Au XIXème siècle, les avancées scientifiques liées à l’étude du corps humain permettent que les expériences de traitement visent désormais la guérison. À partir du XXème siècle, grâce aux réussites du combat contre les maladies infectieuses. La victoire de Louis Pasteur sur les microbes et les bactéries constitue un tournant décisif qui va de pair avec de grandes avancées : hygiène, vaccination, prise en compte de la douleur. La découverte des antibiotiques, de l’antisepsie et de l’anesthésie font de l’hôpital un lieu qui a désormais vocation à la guérison du patient.
- Les crises à l’hôpital: Au Moyen Âge, avec les croisades apparaissent les grandes épidémies en Europe : Peste noire, lèpre… et l’hôpital n’est pas adapté pour accueillir les malades, les soigner (très relatif) et endiguer la propagation de l’épidémie… Les épidémies ont toujours traversé le pays de 1600 avec la peste et le choléra, ou en 2019 avec la COVID… la réaction de l’hôpital n’a pas trop changé.
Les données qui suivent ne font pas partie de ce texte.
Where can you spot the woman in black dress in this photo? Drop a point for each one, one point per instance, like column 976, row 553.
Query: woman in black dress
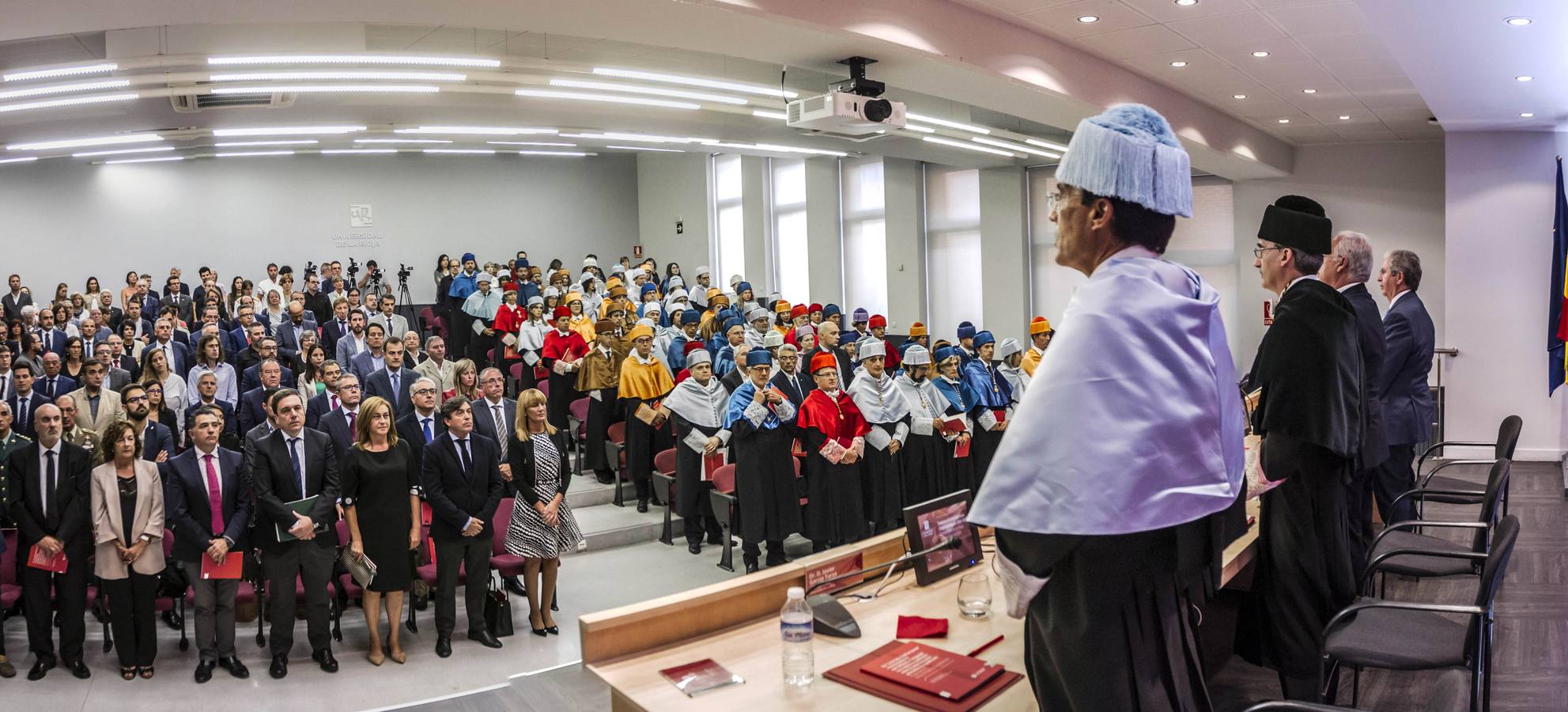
column 381, row 501
column 542, row 525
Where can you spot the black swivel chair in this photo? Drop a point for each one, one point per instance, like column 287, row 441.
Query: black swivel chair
column 1400, row 549
column 1472, row 494
column 1408, row 635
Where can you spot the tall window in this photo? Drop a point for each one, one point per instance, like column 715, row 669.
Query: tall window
column 730, row 239
column 864, row 237
column 952, row 236
column 789, row 229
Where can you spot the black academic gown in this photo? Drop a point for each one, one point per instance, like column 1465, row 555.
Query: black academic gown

La médicalisation qui se met en place à la fin du XVIIIe siècle engendre nombre de conflits avec le personnel religieux mais va progressivement faire apparaître l’établissement de soins que nous connaissons. Les progrès considérables de la médecine ouvrent peu à peu l’hôpital aux malades payants (Ignác Fülöp Semmelweis découvre l’hygiène en 1847, Louis Pasteur découvre l’asepsie en 1860 et Joseph Lister l’antisepsie en 1863).
Durant les guerres (1870 contre les Prusses, 14-18, 39-45), l’accueil des blessés militaires est distinct de celui des civils. Chacun a ses propres registres d’entrée/sorties. Le séjour des militaires, la chirurgie nécessaire, sont pris en charge par l’Etat.

Les personnes riches sont beaucoup moins malades car elles se nourrissent mieux. Les malades séjournent en moyenne 1 mois à l’hôpital : leur état s’améliore souvent grâce à une meilleure alimentation.